- Born: 1984 (age 40–41)
- Education: Bienen School of Music; Curtis Institute of Music; Carmel Catholic High School;
- Occupation: Operatic soprano
- Website: www.amandamajeski.com

= Amanda Majeski =

American operatic soprano (born 1984)

Amanda Majeski (October 20, 1984) is an American operatic soprano.

==Early life==
Amanda Majeski was born in Gurnee, Illinois, near Chicago. She studied ballet and learned how to play the piano and the cello as a child.

Majeski attended Carmel Catholic High School in Mundelein, Illinois. She graduated from the Bienen School of Music at Northwestern University and the Curtis Institute of Music in Philadelphia. She was trained further at the Patrick G. and Shirley W. Ryan Opera Center, an artist-development program at the Lyric Opera of Chicago; the Merola Opera Program at the San Francisco Opera; the Gerdine Young Artist Program at Opera Theatre of Saint Louis; and the Steans Institute at the Ravinia Festival.

==Career==
Majeski started her career at the Chicago Opera Theater, where she performed the role of Vitellia in Mozart's La Clemenza di Tito in 2009. She subsequently performed the same role in Madrid, Spain, Dresden, Germany, the Lyric Opera of Chicago (2014), and the Paris Opera (2017). Meanwhile, she performed as Countess Almaviva in Mozart's Le Nozze di Figaro at the Metropolitan Opera (2014), the Lyric Opera of Chicago (2015), Teatro Campoamor (2015), and the Washington National Opera (2016). In 2016 she portrayed The Marschallin in Strauss' Der Rosenkavalier at the Lyric Opera of Chicago.

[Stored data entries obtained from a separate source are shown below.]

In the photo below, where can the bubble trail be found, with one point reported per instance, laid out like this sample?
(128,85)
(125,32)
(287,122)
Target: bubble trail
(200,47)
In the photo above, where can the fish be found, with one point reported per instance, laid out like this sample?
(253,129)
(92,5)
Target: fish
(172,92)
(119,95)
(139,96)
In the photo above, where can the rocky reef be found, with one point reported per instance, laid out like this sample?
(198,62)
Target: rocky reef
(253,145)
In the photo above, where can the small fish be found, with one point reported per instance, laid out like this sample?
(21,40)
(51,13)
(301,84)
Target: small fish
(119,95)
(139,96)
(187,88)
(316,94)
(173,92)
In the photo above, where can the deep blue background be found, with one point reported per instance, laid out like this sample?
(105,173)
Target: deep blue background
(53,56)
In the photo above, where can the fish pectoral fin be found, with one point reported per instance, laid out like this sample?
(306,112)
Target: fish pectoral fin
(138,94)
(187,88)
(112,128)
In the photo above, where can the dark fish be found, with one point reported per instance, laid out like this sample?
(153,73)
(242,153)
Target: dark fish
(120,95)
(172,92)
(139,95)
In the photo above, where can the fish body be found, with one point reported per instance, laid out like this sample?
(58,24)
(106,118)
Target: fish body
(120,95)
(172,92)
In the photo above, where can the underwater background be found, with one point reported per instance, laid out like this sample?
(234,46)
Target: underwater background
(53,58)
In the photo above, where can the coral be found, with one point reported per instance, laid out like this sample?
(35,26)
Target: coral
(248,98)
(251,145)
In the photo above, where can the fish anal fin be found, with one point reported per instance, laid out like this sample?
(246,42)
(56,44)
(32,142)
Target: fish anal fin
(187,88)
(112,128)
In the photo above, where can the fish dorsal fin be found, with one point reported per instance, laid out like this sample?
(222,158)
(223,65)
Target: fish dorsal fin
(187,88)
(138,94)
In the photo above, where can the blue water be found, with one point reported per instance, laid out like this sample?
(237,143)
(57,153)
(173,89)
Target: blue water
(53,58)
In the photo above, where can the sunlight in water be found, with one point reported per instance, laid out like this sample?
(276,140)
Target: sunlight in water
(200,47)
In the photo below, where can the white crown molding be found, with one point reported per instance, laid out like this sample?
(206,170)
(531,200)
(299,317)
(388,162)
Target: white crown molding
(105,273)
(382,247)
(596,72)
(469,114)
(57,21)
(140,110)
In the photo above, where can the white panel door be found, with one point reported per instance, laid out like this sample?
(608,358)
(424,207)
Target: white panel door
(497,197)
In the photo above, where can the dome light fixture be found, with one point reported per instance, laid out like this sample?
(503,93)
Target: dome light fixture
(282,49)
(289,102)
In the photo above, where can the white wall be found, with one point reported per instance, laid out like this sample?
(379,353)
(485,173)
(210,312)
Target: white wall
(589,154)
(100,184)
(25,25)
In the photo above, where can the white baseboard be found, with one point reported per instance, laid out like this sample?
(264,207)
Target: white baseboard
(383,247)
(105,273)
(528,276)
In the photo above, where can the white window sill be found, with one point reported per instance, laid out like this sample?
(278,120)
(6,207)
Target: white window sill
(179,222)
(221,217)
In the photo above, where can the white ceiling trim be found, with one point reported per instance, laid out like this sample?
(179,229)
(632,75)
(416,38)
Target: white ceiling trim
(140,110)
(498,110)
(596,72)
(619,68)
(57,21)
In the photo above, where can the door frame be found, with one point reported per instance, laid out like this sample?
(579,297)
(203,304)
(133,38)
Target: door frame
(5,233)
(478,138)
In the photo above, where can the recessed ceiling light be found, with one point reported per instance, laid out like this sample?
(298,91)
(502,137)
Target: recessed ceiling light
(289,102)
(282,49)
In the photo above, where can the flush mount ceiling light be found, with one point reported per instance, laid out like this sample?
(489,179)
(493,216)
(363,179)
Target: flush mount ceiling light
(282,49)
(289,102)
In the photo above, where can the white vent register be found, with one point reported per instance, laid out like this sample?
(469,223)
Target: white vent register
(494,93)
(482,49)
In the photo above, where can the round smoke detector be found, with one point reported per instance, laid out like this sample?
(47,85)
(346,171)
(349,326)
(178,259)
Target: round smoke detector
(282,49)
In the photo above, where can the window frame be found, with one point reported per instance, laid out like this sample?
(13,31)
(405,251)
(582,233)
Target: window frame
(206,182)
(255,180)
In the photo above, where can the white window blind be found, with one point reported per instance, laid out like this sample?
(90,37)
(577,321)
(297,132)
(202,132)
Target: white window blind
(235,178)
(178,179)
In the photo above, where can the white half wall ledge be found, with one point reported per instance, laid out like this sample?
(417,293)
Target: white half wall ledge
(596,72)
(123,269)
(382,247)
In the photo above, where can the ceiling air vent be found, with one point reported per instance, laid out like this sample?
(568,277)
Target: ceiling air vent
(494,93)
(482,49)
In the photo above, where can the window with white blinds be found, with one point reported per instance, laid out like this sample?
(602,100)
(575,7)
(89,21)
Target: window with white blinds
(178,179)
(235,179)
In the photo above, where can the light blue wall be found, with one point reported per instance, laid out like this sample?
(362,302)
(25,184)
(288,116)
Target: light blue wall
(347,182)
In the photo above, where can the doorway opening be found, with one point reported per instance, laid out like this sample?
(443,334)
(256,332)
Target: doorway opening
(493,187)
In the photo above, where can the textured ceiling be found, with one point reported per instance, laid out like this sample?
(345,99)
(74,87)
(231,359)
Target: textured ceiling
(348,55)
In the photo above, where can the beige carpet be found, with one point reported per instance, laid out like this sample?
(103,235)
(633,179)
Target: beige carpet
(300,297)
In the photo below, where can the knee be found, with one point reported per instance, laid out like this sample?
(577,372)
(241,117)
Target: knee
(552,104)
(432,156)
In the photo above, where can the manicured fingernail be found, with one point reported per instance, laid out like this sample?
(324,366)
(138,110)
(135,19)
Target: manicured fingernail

Majeski performed in Richard Wagner's Die Meistersinger von Nürnberg at the 2016 Glyndebourne Festival Opera. In 2018 she was the soprano soloist in Benjamin Britten's War Requiem with the Colorado Symphony and performed the role of the Composer in Richard Strauss' Ariadne auf Naxos at the Santa Fe Opera. In 2019 she was scheduled to make her debut at the Royal Opera House in London in the title role of Janáček’s Kát’a Kabanová. This concert performance took place in January 2023. She was scheduled to repeat this role for Semperoper in Dresden, Germany in 2024.